Jahrelanger Lärm-Streit in KölnErster Sieg für Anwohner am Brüsseler Platz
- Die Stadt Köln muss im jahrelangen Lärmstreit am Brüsseler Platz sofort sechs Maßnahmen ergreifen, um die Lautstärke vor allem abends und nachts zu reduzieren.
- Es ist das erste Verfahren, das die Stadt rechtlich verpflichtet, die Situation zu verbessern.
- Unter anderem soll die Stadt prüfen, ob die Außengastronomie statt um 24 Uhr eine halbe Stunde eher schließt. Zudem soll die Stadt stärker kontrollieren.

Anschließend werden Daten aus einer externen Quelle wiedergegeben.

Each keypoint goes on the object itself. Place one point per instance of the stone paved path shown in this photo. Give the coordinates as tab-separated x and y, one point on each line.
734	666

Köln – Dieter Reichenbach, 76, ist an diesem Mittwochnachmittag erleichtert, „ja, etwas,“ erzählt er am Telefon. Seit 2015 klagt Reichenbach gegen die Stadt – zum ersten Mal hat der Anwohner des Brüsseler Platzes im Lärm-Streit gerichtsfest belegt, dass die Stadt Köln sich zu sechs konkreten Maßnahmen verpflichtet, um den Lärm zu reduzieren. Darauf haben sich Reichenbach als Kläger und die Stadt vor dem Oberverwaltungsgericht Münster (OVG) in einem Vergleich geeinigt.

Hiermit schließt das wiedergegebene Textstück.